Nel rapporto Eurispes del 2013, si evidenzia infatti che spesso abbiamo a che fare con la disfunzione inferenziale che inlogica si chiama “errore di composizione”, cioè una generalizzazione di eventi parziali che fa presumere che ciò che sia vero per una parte valga anche per il tutto. In poche parole, spiega il noto Istituto di Ricerca, in questo modo, un delitto diviene “emergenza omicidi” e un furto in appartamento diviene “abitazioni insicure” e via dicendo[1].
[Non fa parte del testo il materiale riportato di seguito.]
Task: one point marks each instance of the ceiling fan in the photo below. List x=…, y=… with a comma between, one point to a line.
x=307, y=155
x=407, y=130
In realtà, il concetto di sicurezza non può essere osservato con un’unica chiave di lettura perché il termine stesso è di natura polisemica e legato ad altri concetti quali: crimine, criminalità, degrado, vivibilità, incolumità, integrazione ecc. Proprio questa peculiarità evidenzia il fatto che esiste un aspetto soggettivo il quale, proprio perché tale non permette una facile risoluzione del problema. Ognuno ha una propria percezione della sicurezza che è data dal compromesso tra il suo mondo ideale ed il mondo reale con tutta la componente ansiogena che ne scaturisce. Spesso questo disequilibrio porta a una esagerata paura del crimine e l’ansia di fronte ad esso che qualche volta indirizza singoli individui o gruppi, a prendere iniziative che peggiorano le situazioni o comunque non le risolvono.